Некоторым бабам, я замечала, старость идет. Из них классные старухи получаются. Внуков к отложениям своим прижмут и давай Маршака им, настольные игры, третье-десятое. Моя бывшая свекровь, чтоб далеко не ходить.
Аде Сергеевне старость не идет. Болтается на ней, как вот это идиотское платье.
Ада Сергеевна говорит, как ей сейчас тяжело. Говорит, что кругом растут цены. Загибает пальцы со своими ногтями. Просветить ее, что ли? Что вещь такая есть. «Маникюр» называется, не слыхали?
А когда-то рассказывала мне о Ван Гоге. Об архитектуре. Французскому пыталась. Же мапель Элен.
За ее спиной варится суп. Она берет деньги: «Только чтобы Коленька не знал!»
Достает с холодильника газету с кроссвордом. Спрашивает у меня строительные термины. Они вчера отгадывали, «с Коленькой».
Начинает наводить порядок на столе.
В коридоре сталкиваюсь с рыжим мальчиком, пришел к ней изучать французский.
Ах вы, вишенки, черешенки,Ах вы, выжиги и грешники,Ах вы, ягодки-смеягодки…Лёник играет на гитаре мамину любимую, под Розенбаума. Мама осторожно подпевает, у нее нет слуха. У папы есть, но слушает молча. В молодости играл на баяне.

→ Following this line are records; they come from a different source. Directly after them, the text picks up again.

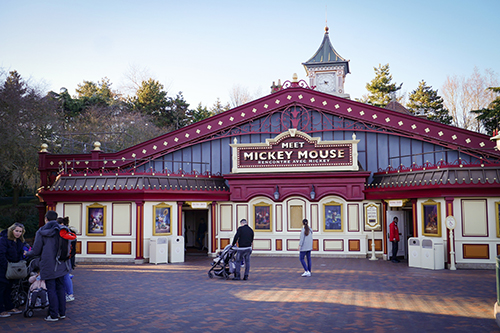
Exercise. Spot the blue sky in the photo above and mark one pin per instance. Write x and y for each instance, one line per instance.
(205, 48)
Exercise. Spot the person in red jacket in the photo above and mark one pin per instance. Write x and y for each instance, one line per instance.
(394, 238)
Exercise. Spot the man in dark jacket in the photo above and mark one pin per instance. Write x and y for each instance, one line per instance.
(244, 237)
(51, 270)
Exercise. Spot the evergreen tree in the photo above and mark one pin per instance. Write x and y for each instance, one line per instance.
(490, 117)
(151, 100)
(178, 109)
(200, 113)
(381, 88)
(424, 100)
(218, 107)
(91, 94)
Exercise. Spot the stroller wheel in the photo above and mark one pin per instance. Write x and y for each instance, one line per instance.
(28, 313)
(22, 297)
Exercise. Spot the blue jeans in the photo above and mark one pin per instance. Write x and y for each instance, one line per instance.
(245, 255)
(68, 284)
(308, 255)
(57, 297)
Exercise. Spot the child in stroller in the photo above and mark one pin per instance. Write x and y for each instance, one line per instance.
(223, 265)
(37, 295)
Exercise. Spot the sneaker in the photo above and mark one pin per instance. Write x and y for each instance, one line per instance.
(15, 311)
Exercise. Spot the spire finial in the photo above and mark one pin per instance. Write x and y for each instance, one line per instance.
(326, 18)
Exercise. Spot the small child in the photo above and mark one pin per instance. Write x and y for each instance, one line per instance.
(38, 290)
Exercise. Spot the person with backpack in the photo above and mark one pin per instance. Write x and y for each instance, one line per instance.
(69, 236)
(52, 268)
(11, 250)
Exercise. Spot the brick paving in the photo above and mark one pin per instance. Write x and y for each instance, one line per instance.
(342, 295)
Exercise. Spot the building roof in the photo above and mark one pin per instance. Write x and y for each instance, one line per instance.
(455, 180)
(326, 55)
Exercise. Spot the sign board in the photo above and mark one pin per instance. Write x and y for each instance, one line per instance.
(295, 151)
(199, 205)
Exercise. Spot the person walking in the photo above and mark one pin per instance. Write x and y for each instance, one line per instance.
(244, 237)
(305, 247)
(68, 282)
(394, 238)
(11, 250)
(46, 246)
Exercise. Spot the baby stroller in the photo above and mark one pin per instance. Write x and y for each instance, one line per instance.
(223, 265)
(38, 303)
(19, 292)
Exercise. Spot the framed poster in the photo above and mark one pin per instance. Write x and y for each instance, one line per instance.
(96, 220)
(431, 218)
(262, 217)
(161, 219)
(332, 213)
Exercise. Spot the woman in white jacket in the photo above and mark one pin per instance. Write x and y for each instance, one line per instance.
(305, 247)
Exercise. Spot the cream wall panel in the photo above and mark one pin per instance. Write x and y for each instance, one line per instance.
(279, 218)
(122, 215)
(226, 217)
(314, 223)
(474, 218)
(74, 212)
(353, 216)
(293, 244)
(334, 245)
(262, 244)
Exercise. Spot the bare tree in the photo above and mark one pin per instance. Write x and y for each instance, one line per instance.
(461, 95)
(239, 95)
(134, 76)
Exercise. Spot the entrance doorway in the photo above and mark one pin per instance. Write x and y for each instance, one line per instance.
(196, 231)
(405, 226)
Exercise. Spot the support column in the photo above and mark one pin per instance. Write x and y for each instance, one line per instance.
(449, 211)
(139, 232)
(42, 209)
(384, 227)
(179, 218)
(213, 246)
(414, 217)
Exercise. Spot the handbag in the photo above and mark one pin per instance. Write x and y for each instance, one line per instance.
(16, 270)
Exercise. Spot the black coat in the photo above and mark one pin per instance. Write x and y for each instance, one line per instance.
(46, 246)
(10, 251)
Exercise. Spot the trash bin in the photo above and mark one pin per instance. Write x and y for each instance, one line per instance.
(176, 249)
(158, 250)
(432, 254)
(414, 252)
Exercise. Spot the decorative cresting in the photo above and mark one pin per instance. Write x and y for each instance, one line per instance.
(295, 151)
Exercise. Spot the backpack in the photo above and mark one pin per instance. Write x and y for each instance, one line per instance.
(65, 238)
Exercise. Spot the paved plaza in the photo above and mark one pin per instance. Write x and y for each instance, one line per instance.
(341, 295)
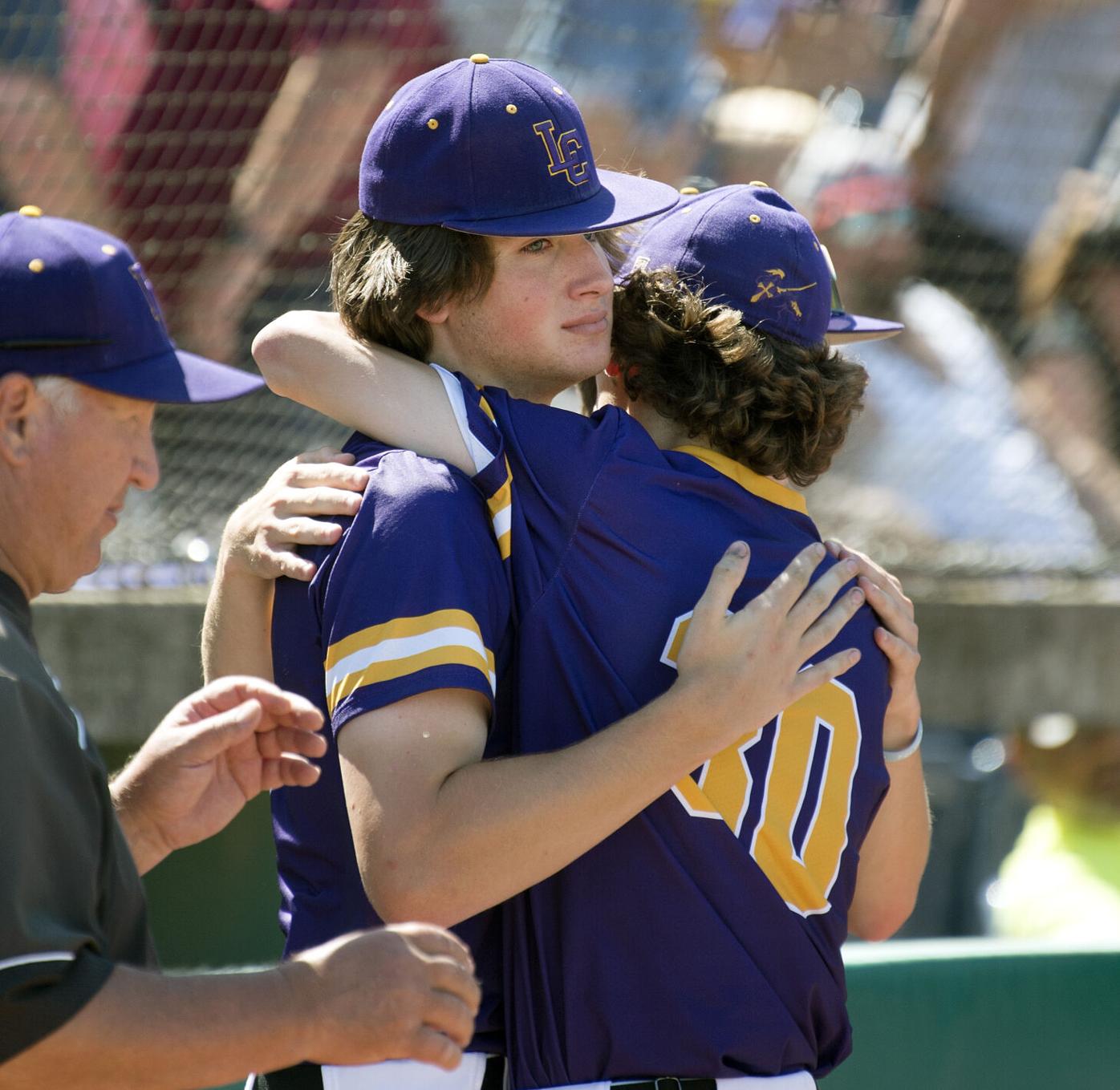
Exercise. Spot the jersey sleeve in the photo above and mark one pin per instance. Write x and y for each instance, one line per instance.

– Ах вы, ягодки-смеягодки, – тихо подпевает мама.
У мамы красивый, теплый голос. Она только после ванной, в косынке. Кладу голову ей на плечо. Плечо сладко пахнет шампунем.
– А теперь, – объявляет Лёник, – «Бричмула!»

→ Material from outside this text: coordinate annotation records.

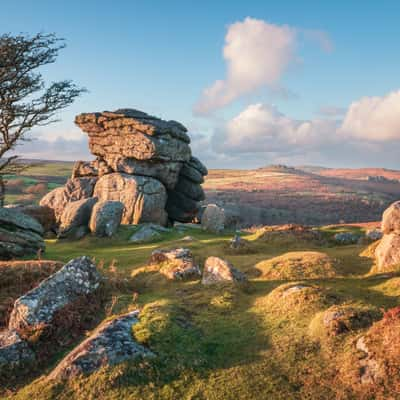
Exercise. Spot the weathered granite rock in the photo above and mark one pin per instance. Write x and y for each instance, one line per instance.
(167, 172)
(76, 214)
(144, 198)
(106, 218)
(148, 233)
(391, 219)
(176, 264)
(112, 343)
(20, 234)
(75, 189)
(37, 307)
(387, 252)
(133, 134)
(218, 270)
(213, 219)
(15, 353)
(94, 168)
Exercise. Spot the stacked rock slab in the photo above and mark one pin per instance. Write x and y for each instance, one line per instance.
(141, 161)
(387, 253)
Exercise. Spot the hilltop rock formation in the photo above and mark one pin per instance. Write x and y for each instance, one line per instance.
(141, 161)
(387, 253)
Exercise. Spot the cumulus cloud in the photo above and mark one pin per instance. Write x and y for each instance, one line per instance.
(368, 130)
(256, 54)
(373, 118)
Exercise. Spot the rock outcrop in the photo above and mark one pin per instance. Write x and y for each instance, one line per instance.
(387, 253)
(142, 161)
(112, 343)
(15, 353)
(213, 218)
(37, 307)
(106, 217)
(20, 234)
(217, 270)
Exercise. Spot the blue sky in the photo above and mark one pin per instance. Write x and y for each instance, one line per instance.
(160, 56)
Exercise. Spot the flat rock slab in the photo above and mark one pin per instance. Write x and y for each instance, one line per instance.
(218, 270)
(112, 343)
(78, 277)
(14, 352)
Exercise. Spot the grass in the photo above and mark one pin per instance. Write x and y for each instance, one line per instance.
(225, 341)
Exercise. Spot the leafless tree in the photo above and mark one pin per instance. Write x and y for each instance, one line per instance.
(25, 101)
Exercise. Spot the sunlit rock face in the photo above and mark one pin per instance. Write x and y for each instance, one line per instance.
(142, 161)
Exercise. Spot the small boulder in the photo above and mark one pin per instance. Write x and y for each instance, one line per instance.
(76, 214)
(148, 233)
(346, 238)
(106, 218)
(219, 270)
(387, 253)
(391, 219)
(15, 353)
(176, 264)
(112, 343)
(213, 218)
(20, 234)
(37, 307)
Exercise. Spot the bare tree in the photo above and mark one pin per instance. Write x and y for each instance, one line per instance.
(25, 101)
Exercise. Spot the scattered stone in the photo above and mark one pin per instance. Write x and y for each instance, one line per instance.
(20, 234)
(176, 264)
(15, 353)
(148, 233)
(76, 217)
(219, 270)
(346, 238)
(238, 242)
(106, 218)
(37, 307)
(213, 219)
(374, 234)
(112, 343)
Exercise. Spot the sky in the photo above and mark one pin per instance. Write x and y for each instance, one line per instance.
(256, 82)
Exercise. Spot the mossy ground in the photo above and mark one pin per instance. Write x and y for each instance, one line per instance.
(224, 341)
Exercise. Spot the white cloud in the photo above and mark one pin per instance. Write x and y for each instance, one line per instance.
(256, 53)
(368, 130)
(373, 118)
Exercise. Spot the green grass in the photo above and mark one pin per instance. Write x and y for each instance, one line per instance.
(224, 342)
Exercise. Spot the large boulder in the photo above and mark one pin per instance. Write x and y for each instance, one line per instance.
(387, 253)
(176, 264)
(112, 343)
(217, 270)
(76, 216)
(106, 218)
(143, 198)
(15, 353)
(391, 219)
(134, 134)
(20, 234)
(75, 189)
(36, 308)
(213, 218)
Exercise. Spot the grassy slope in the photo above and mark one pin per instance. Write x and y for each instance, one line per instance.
(219, 342)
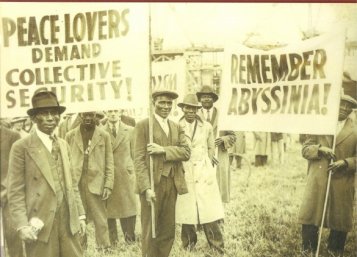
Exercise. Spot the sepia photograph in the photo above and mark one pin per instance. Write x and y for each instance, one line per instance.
(177, 129)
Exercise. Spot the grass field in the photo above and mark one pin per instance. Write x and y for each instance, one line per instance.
(261, 219)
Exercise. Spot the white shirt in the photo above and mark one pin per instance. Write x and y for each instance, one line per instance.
(163, 123)
(46, 140)
(115, 125)
(207, 114)
(190, 127)
(340, 125)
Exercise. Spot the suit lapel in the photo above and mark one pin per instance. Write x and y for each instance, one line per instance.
(345, 132)
(37, 151)
(78, 139)
(66, 167)
(120, 135)
(95, 139)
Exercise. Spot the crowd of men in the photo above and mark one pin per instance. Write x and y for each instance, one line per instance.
(90, 167)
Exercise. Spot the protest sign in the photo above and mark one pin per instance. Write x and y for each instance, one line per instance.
(94, 56)
(171, 75)
(294, 89)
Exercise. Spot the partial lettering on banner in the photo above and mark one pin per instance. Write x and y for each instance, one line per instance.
(87, 54)
(293, 89)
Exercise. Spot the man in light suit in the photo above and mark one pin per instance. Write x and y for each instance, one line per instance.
(93, 166)
(168, 149)
(342, 162)
(122, 203)
(40, 185)
(12, 239)
(223, 141)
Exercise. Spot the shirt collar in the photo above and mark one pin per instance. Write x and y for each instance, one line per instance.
(45, 139)
(160, 119)
(44, 135)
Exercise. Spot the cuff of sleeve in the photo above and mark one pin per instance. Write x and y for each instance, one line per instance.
(346, 163)
(19, 228)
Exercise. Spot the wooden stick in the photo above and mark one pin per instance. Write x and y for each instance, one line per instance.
(151, 139)
(325, 204)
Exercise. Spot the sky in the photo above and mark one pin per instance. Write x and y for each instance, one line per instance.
(215, 24)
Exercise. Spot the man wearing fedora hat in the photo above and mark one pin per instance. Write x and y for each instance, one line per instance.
(196, 207)
(40, 185)
(342, 162)
(168, 149)
(224, 141)
(17, 124)
(93, 165)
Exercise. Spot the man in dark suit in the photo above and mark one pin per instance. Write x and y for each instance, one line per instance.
(342, 162)
(93, 166)
(41, 187)
(168, 149)
(12, 239)
(122, 203)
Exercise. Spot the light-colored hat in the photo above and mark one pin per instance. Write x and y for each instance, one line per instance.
(100, 114)
(190, 100)
(207, 90)
(42, 100)
(18, 119)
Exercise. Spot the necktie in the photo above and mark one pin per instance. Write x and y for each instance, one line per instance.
(55, 147)
(114, 131)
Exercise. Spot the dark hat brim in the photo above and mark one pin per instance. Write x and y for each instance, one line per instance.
(349, 99)
(33, 111)
(214, 96)
(168, 93)
(13, 121)
(186, 104)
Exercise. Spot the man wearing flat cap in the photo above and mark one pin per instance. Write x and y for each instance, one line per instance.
(44, 202)
(223, 141)
(342, 162)
(200, 174)
(168, 149)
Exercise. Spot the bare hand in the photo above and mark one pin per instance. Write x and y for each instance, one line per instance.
(327, 152)
(214, 161)
(340, 164)
(83, 225)
(106, 193)
(218, 141)
(150, 196)
(27, 234)
(155, 149)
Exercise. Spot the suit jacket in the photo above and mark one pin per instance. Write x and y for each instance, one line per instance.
(176, 148)
(339, 210)
(223, 168)
(123, 200)
(8, 138)
(100, 172)
(31, 188)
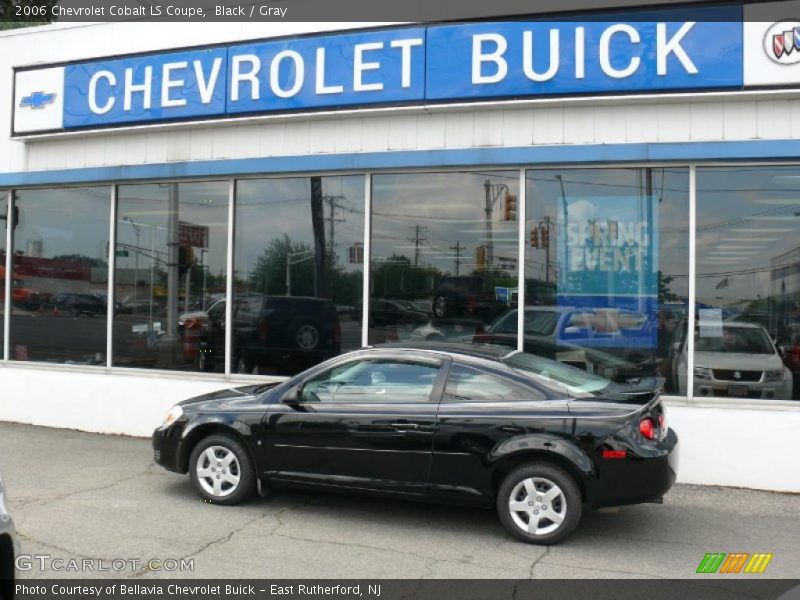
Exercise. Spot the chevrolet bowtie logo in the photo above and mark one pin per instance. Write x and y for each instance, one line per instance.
(37, 100)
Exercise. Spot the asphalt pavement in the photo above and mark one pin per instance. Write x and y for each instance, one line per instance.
(92, 499)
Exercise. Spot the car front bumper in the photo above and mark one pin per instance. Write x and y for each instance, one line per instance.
(167, 446)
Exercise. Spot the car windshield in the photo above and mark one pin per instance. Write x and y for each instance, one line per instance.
(540, 322)
(576, 380)
(740, 340)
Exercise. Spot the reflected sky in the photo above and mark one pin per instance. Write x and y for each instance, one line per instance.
(450, 209)
(54, 222)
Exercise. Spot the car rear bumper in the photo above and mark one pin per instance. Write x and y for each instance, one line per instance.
(639, 477)
(166, 448)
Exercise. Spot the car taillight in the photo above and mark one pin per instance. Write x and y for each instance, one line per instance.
(261, 329)
(647, 428)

Комната у нее на Кожедуба.
Мама на диване, все пахнет корвалолом, собираюсь уходить. Еще один идиотский разговор, провожу пальцем по книжной полке, палец обрастает серым пушком. Сколько раз предлагала ей женщину недорого убираться. И пыль, и ковры. Как же, «сама»! Сама!

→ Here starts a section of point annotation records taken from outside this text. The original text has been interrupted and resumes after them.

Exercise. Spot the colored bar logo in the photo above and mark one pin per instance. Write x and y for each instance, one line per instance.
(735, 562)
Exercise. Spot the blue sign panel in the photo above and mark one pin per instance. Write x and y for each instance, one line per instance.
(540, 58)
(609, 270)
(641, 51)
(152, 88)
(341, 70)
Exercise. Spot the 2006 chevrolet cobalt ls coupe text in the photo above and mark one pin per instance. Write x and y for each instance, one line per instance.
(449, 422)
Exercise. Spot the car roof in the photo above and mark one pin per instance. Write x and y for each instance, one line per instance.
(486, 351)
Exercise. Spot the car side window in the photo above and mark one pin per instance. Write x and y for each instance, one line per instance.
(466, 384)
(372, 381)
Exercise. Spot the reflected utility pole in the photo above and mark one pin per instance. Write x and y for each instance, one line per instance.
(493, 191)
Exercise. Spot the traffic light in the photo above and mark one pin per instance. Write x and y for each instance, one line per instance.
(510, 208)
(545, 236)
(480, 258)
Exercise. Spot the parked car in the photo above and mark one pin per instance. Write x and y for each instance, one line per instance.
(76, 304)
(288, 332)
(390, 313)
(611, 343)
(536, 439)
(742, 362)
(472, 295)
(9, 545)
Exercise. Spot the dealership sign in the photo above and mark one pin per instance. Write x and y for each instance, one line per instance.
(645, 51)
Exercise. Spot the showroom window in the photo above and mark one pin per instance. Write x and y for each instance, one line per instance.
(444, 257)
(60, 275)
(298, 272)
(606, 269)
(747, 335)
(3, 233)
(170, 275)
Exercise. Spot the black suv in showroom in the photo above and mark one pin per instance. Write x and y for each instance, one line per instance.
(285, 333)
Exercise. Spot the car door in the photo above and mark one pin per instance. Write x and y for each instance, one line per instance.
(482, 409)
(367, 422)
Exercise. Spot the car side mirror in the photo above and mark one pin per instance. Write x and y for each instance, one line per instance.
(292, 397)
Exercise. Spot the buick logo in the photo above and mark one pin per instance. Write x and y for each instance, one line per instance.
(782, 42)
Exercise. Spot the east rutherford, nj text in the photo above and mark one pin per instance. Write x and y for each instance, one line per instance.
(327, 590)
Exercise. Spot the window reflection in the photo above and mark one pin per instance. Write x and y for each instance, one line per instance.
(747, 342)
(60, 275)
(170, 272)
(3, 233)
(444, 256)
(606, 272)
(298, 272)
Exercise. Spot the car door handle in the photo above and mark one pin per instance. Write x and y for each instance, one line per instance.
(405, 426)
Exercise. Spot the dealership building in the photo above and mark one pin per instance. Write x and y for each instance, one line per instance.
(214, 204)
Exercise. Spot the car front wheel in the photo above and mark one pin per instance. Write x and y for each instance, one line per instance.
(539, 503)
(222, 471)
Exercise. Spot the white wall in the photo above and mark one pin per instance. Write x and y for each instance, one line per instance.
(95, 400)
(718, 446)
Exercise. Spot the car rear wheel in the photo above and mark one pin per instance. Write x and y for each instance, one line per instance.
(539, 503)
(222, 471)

«Лен, а что тебе с Лешкой не поехать в эти… если так уж туда хочешь?»
«Чтобы он мне весь отдых там обосрал?»
«Странные у вас отношения, сердце кровью обливается».
«А сама ты сколько с Лешкой выдерживаешь? На три дня его тогда взяла, а утром уже: забирай! не могу, неуправляемый!»
«Тише… Мне и так с сердцем…»
Отворачивается к стене. Просит еще пару дней подумать.
Спускаюсь.
Лешка сидит в машине. С английского его забирала, по вторникам. Боюсь, чтобы один ездил. Сидит, эсэмэсится, урод.
«Чё так долго?»
«Бабушке с сердцем…»
И опять в свой мобильный.
Приехали, ставлю машину. Поднимаемся с пакетами, в «супер» заехали. Их величество милостиво согласились один у меня взять.
«Чувствуешь… запах?» – останавливаюсь.
Дверь была вымазана дегтем, вся.
Какая? Такая. Наша. Наша дверь.
За пролет еще эту вонь. Села на ступеньку, достала мобильный, тык-пык Коваленку.
Лешка стоит белый, молчит.
Тут же пакеты из «супера», апельсины, сосиски, чеки. Бананы.